There’s a great chapter in Wallace Wattles’ book The Science of Getting Rich called “Efficient Action.”
“Every act is, in itself, either a success or a failure,” he says. “Every act is, in itself, either efficient or inefficient.”
“The cause of failure is doing too many things in an inefficient manner, and not doing enough things in an efficient manner.”
All of successful living can pretty much be boiled down to that one concept.
Failure = perpetual inefficiency.
Every problem and struggle comes from something taking place in an INEFFICIENT manner…whether it’s your Mac overheating with too many programs open…or your body working too hard to process all the junk you ate…or your marketing campaigns being clogged up with some activity that could probably be cut.
Even in the realm of personal development, you could spend too much time trying to understand a concept INTELLECTUALLY, rather than having an experience of it that gives you permanent, deep understanding.
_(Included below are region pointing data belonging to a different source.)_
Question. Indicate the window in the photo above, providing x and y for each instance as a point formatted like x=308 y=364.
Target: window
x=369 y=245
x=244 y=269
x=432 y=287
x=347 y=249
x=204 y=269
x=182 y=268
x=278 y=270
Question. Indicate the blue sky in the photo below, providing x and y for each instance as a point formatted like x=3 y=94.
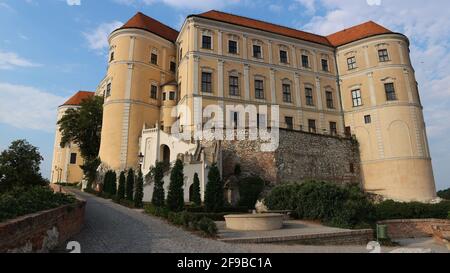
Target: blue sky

That intellectual obsession is inefficient.
In the case of email marketing, I like to think of emails as an opportunity for you to help readers become even 1% more efficient at something, as it relates to your product.
Good email marketing cuts through waste, blasts through the clutter, calls out inefficient processes, systems, or ideas…and makes things much simpler.
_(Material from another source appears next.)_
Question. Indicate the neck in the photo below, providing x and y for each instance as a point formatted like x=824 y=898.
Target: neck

Simplicity breeds deeper understanding. And UNDERSTANDING is what finally changes us for good.
When you tie your product to simplicity, you set yourself up for success that feels awesome.
(I know of some people and companies whose products actually COMPLICATE things, yet somehow they’ve managed to make a lot of sales…but wacky shit happens in their personal lives to offset that success. So to me, that’s not real success.)
Simplicity and efficiency are the standards to strive for.
This is where “Power” comes from.
“If all Power goes into every act, no matter how commonplace, every act will be a success in itself; and as in the nature of things every success opens the way to other successes,” says Wattles. “Your progress toward what you want, and the progress of what you want toward you, will become increasingly rapid.”
Each successful act (no matter how commonplace) that you engage in builds on the previous successful acts you’ve engaged in.
So each email you send…builds on the previous emails you’ve sent.